Compared with the prior art, the invention has the advantages that:
(1) the invention can realize the fusion of feature groups of different levels and various categories by utilizing a bilinear method, and the feature groups can be related feature groups of different levels and different frequencies; or similar feature groups extracted in different extraction modes, wherein the individual features have the original dimensionality. Because the fused feature map contains features of different levels and different types, the obtained feature information is more comprehensive, and a foundation is laid for improving the subsequent classification accuracy.

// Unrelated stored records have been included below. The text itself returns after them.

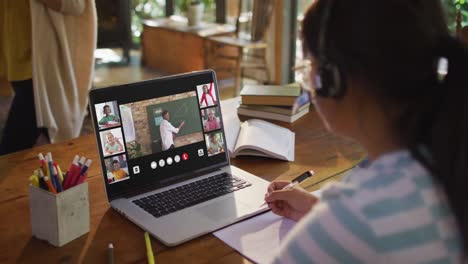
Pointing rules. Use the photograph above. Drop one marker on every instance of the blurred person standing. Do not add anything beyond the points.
(46, 54)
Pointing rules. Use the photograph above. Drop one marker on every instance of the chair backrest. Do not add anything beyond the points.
(260, 20)
(261, 17)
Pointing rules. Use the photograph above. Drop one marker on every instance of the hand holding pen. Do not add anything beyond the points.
(290, 202)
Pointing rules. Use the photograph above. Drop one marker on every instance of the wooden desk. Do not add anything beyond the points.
(170, 46)
(315, 149)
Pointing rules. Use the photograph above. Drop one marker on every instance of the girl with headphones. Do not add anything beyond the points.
(387, 74)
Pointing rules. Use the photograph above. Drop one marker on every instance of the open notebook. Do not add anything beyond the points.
(259, 237)
(256, 137)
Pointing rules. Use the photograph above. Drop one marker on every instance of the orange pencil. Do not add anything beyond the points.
(49, 184)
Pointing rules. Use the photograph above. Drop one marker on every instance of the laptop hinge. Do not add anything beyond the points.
(167, 182)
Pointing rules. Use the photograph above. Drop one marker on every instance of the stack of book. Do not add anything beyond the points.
(274, 102)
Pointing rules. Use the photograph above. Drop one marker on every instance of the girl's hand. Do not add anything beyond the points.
(293, 203)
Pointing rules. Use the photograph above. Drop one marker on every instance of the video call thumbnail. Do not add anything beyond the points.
(211, 119)
(117, 169)
(159, 124)
(107, 115)
(214, 143)
(206, 95)
(111, 141)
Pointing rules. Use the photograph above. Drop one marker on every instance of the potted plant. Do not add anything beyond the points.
(195, 11)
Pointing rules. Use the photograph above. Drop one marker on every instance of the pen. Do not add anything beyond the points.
(149, 250)
(73, 168)
(59, 187)
(81, 161)
(49, 184)
(43, 162)
(110, 254)
(296, 181)
(42, 183)
(81, 176)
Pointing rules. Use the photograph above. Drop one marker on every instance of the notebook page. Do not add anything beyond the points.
(273, 139)
(258, 238)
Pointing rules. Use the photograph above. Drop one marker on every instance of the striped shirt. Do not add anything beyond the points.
(390, 212)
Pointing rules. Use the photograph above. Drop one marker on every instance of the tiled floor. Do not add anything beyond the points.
(106, 75)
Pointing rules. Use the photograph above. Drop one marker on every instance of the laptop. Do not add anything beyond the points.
(164, 157)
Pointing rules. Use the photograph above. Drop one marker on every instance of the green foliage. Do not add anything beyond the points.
(451, 8)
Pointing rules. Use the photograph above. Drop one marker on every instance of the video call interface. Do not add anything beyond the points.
(153, 136)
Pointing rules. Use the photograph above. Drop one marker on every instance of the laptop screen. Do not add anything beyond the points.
(158, 132)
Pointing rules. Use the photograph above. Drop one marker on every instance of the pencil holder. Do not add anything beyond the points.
(59, 218)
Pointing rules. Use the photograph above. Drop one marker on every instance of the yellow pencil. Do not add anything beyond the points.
(149, 250)
(60, 174)
(34, 180)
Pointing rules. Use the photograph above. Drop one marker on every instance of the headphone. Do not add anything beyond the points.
(330, 80)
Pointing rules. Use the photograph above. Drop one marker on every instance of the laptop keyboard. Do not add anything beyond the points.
(176, 199)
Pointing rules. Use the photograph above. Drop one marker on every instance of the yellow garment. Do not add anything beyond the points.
(63, 63)
(119, 175)
(15, 40)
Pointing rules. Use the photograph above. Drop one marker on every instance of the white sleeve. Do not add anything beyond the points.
(172, 128)
(73, 7)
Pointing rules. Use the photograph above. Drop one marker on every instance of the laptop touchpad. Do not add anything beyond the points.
(223, 209)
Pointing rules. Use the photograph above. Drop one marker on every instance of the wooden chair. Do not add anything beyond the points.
(250, 47)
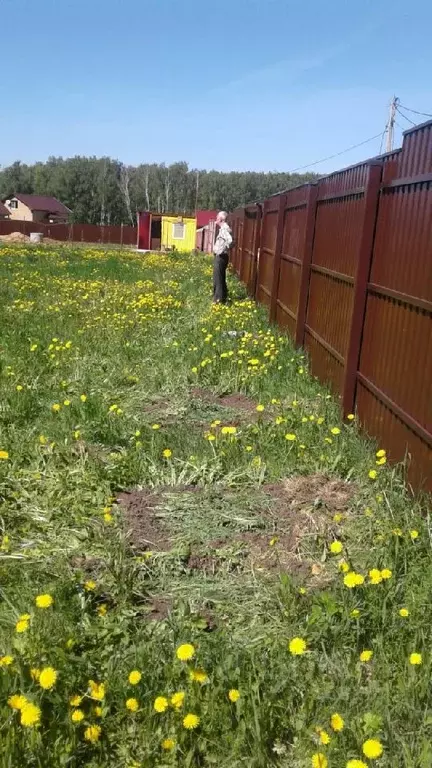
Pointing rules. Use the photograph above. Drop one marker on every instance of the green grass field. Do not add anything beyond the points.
(268, 578)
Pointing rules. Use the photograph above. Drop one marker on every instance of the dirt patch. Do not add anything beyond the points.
(235, 402)
(146, 530)
(310, 491)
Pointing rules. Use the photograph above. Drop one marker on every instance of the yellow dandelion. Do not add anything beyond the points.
(134, 677)
(47, 678)
(337, 722)
(97, 690)
(297, 646)
(168, 744)
(185, 652)
(17, 701)
(372, 749)
(92, 733)
(44, 601)
(191, 721)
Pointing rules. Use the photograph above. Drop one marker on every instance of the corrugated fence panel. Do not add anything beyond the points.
(338, 229)
(267, 250)
(395, 371)
(250, 223)
(293, 242)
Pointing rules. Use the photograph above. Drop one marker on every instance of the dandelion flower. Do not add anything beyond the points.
(372, 749)
(416, 659)
(191, 721)
(185, 652)
(337, 722)
(319, 760)
(168, 744)
(234, 695)
(47, 678)
(160, 704)
(30, 715)
(353, 579)
(17, 701)
(375, 576)
(97, 690)
(92, 733)
(177, 699)
(297, 646)
(44, 601)
(134, 677)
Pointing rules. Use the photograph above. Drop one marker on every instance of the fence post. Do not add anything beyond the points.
(372, 193)
(277, 257)
(311, 204)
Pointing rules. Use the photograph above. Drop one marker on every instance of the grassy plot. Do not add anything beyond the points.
(200, 564)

(2) The invention further adopts a pyramid pooling method to reduce the dimension of the feature graph after bilinear fusion, and performs pooling operation of different sizes on the feature graph to obtain feature information of different resolutions, thereby effectively improving the identification precision of the network on the features. Compared with the traditional R-CNN dimension reduction method, the method has the advantages that the global feature map is divided by using windows with different scales, pooling is carried out on each feature region, weights of different layers are set, finally, features with uniform square sum and dimension are obtained through splicing, the numerical value of the features is far smaller than the dimension of the features under the R-CNN calculation mode, and the calculation efficiency is high.
Drawings
FIG. 1 is a flow chart of the method of the present invention;
FIG. 2 is a schematic diagram of bilinear pooling employed in the present embodiment;
fig. 3 is a schematic diagram of spatial pyramid pooling employed in the present embodiment.
Detailed Description
The invention is further described by the following detailed description in conjunction with the accompanying drawings.
As shown in fig. 1, the pooling method based on bilinear pyramid and spatial pyramid provided by the present invention combines bilinear pooling with spatial pyramid pooling, and is used for multi-feature fusion and reduction to obtain uniform dimensionality, and includes the following steps:
step 1: and acquiring screening data to obtain video streams. Part of data of the invention is from an INRIA XMAX multi-view video library, and part of data is shot and recorded by a monitoring system.
Step 2: and preprocessing the intercepted video stream, wherein the preprocessing comprises video shot segmentation and key frame extraction, and the extracted key frame image is used as a target image.
And step 3: and identifying the object in the target image, labeling the candidate frame, performing multi-feature extraction on the object in the candidate frame, and acquiring multi-feature data.
And 4, step 4: as shown in fig. 2, the extracted multi-feature points are linearly fused by a bilinear pooling method, and a feature map after linear fusion is output.
And 5: as shown in fig. 3, the linear fused feature map is subjected to dimension reduction by using a spatial pyramid pooling method, and the output size is unified for further processing.
In a specific implementation of the present invention, the video stream obtained in step 1 includes shot images of different viewing angles of the object to be detected, and is set according to a specific application scenario. The method also comprises a step of dividing each key frame image into area blocks by adopting a block matching method between the step 2 and the step 3, wherein the similarity between the continuous frames is judged by comparing the corresponding area blocks, and the method utilizes the local characteristics of the images to inhibit noise.
In one embodiment of the present invention, the multiple features extracted in step 3 form a feature group, each type of feature has its own original dimension, and the feature group may be related feature groups of different levels and different frequencies; or similar feature groups extracted in different extraction manners. In this embodiment, a dynamic video feature extraction technology is used to perform multi-feature extraction.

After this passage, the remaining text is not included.